Parpadeó anonadado unas cuantas veces, intentando salir de su asombro, y de repente se encontró con que Alfred le miraba expectante. Había vivido con él mucho tiempo y sabía que Francis Bonnefoy era un tipo reservado que no hablaba prácticamente con nadie. Él, como buen metomentodo, había intentado entablar conversación con él, pero no había tenido éxito. Tampoco quería ser demasiado agobiante, así que lo dejó estar por mantener una convivencia saludable. ¿Alfred F. Jones siendo condescendiente con alguien? Pues sí, parecía un chiste, una broma que nadie creería en sus tierras, allí en la hermosa y grande Nueva York. ¿Pero qué le podía hacer? Al principio había ido a hablar con ese japonés tan serio para ver cómo lo hacía para que a él sí que le dirigiera la palabra y éste le comentó que lo único que sabía es que Francis había perdido a su madre y que por eso era reservado. ¿Cómo podía insistirle tanto a una persona que había sufrido una pérdida tan grande? Si no quería hacer según qué cosas porque se sentía mal, Alfred no era quien para irle detrás a fastidiarle.
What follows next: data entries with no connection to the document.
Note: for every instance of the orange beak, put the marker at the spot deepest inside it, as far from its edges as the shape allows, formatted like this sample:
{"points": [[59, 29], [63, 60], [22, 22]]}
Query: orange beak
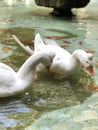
{"points": [[47, 68], [90, 69]]}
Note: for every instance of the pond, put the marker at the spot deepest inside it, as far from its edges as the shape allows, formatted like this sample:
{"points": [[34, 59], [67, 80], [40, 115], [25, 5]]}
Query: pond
{"points": [[25, 19]]}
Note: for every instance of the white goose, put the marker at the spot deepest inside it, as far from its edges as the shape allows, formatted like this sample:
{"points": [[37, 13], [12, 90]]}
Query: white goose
{"points": [[64, 64], [12, 82]]}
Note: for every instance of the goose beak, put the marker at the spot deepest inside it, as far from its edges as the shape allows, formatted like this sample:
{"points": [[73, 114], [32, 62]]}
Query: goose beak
{"points": [[48, 68], [90, 69]]}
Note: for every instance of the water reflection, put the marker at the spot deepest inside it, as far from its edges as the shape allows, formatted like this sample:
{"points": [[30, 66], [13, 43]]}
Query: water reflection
{"points": [[47, 94]]}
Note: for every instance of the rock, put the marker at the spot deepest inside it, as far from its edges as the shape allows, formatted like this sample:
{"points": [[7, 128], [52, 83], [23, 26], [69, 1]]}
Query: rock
{"points": [[62, 7]]}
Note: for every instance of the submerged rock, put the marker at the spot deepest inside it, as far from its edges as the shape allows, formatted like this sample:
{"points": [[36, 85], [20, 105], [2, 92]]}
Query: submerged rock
{"points": [[62, 7]]}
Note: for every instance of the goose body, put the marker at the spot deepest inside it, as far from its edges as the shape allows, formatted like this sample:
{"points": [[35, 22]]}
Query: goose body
{"points": [[64, 63], [12, 82]]}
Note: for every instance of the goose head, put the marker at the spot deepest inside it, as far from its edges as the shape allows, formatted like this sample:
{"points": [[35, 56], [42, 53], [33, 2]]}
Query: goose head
{"points": [[86, 59]]}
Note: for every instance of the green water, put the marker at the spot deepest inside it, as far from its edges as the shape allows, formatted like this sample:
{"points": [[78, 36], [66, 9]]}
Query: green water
{"points": [[25, 19]]}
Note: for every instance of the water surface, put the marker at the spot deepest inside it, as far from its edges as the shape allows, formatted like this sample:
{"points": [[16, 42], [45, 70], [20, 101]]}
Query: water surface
{"points": [[25, 19]]}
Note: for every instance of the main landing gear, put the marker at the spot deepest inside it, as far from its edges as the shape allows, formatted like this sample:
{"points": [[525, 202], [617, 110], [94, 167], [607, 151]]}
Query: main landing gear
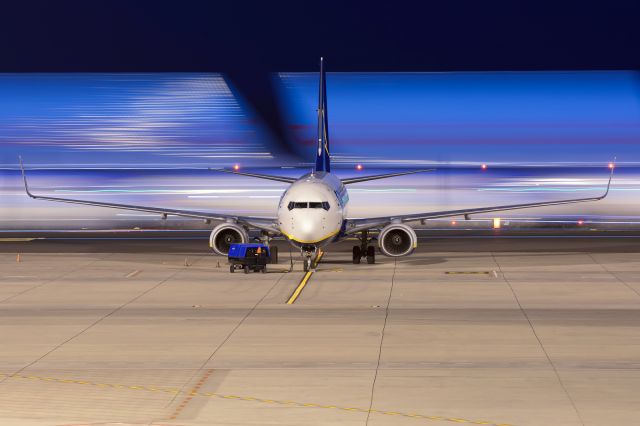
{"points": [[364, 249]]}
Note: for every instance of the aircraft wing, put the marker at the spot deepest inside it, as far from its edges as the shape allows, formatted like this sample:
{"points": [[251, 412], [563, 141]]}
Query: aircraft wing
{"points": [[356, 225], [349, 181], [255, 221], [257, 175]]}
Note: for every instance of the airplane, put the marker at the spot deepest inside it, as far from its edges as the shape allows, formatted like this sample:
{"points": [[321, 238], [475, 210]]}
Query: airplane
{"points": [[312, 211]]}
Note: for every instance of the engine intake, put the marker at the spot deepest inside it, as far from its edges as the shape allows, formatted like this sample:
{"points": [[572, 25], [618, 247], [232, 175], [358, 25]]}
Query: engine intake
{"points": [[226, 234], [397, 240]]}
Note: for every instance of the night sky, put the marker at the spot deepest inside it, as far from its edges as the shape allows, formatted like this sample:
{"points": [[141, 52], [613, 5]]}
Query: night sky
{"points": [[247, 41]]}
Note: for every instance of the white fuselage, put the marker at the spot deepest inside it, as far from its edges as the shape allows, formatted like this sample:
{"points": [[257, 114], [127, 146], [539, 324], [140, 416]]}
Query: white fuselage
{"points": [[312, 210]]}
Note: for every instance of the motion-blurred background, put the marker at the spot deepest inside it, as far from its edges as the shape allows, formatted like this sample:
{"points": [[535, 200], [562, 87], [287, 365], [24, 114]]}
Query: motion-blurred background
{"points": [[149, 139]]}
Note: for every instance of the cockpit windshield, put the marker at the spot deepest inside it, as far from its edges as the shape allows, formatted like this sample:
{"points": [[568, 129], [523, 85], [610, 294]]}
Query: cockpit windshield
{"points": [[308, 205]]}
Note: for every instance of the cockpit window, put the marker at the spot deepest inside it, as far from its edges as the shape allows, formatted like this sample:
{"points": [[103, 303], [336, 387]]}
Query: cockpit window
{"points": [[311, 205]]}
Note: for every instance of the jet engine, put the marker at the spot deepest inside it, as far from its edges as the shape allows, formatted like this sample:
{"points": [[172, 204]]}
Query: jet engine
{"points": [[226, 234], [397, 240]]}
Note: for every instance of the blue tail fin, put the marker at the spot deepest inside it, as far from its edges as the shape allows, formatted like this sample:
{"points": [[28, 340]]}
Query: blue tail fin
{"points": [[323, 161]]}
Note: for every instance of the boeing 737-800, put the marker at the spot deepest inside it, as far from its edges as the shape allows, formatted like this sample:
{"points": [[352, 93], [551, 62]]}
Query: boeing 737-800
{"points": [[312, 212]]}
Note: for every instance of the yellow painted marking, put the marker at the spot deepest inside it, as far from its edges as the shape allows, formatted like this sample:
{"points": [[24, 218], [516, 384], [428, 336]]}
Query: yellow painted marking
{"points": [[194, 392], [304, 281]]}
No podía ni imaginar lo que sería perder a su madre; posiblemente estaría igual que él.

Al francés le estaba costando arrancar, teniendo mil y un pensamientos inapropiados, debatiéndo si su respuesta sonaría idiota o no. Darle una vuelta más a lo que uno piensa decir no es un hábito malo, pero se vuelve inconveniente cuando tomar la decisión hace que se produzcan silencios demasiado extensos que rompen el ritmo de la conversación. No le iba a quedar más remedio que improvisar lo que iba a responder y la incertidumbre le ponía de los nervios.

- Bien, la universidad me ha ido como siempre. Nos van poniendo trabajos y aún no he empezado ninguno. ¿Y-y a ti cómo te va? ¿Qué era lo que estabas estudiando?
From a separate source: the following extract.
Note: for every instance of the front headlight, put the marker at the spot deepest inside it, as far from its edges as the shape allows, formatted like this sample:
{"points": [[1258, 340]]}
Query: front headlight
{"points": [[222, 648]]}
- ¿Cómo me preguntas eso? ¿Es que acaso no has visto mis maquetas tiradas por todas partes? Estoy haciendo arquitectura y me va todo lo bien que puede irme teniendo en cuenta que es difícil a más no poder. A veces tengo ganas de coger las piezas pequeñas con las que las hago y tragármelas para morir, pero es un momento de debilidad que se pasa rápido.

El hispano tuvo que aguantar la risa porque ante esa explicación Francis puso un gesto consternado, confundido porque no sabía si haberle hecho la pregunta había sido una buena idea o no cuando estaba mencionando el suicidio. Alfred no sabía por qué de repente Francis tenía esa cara de susto y al ver que Antonio estaba sonriendo se relajó.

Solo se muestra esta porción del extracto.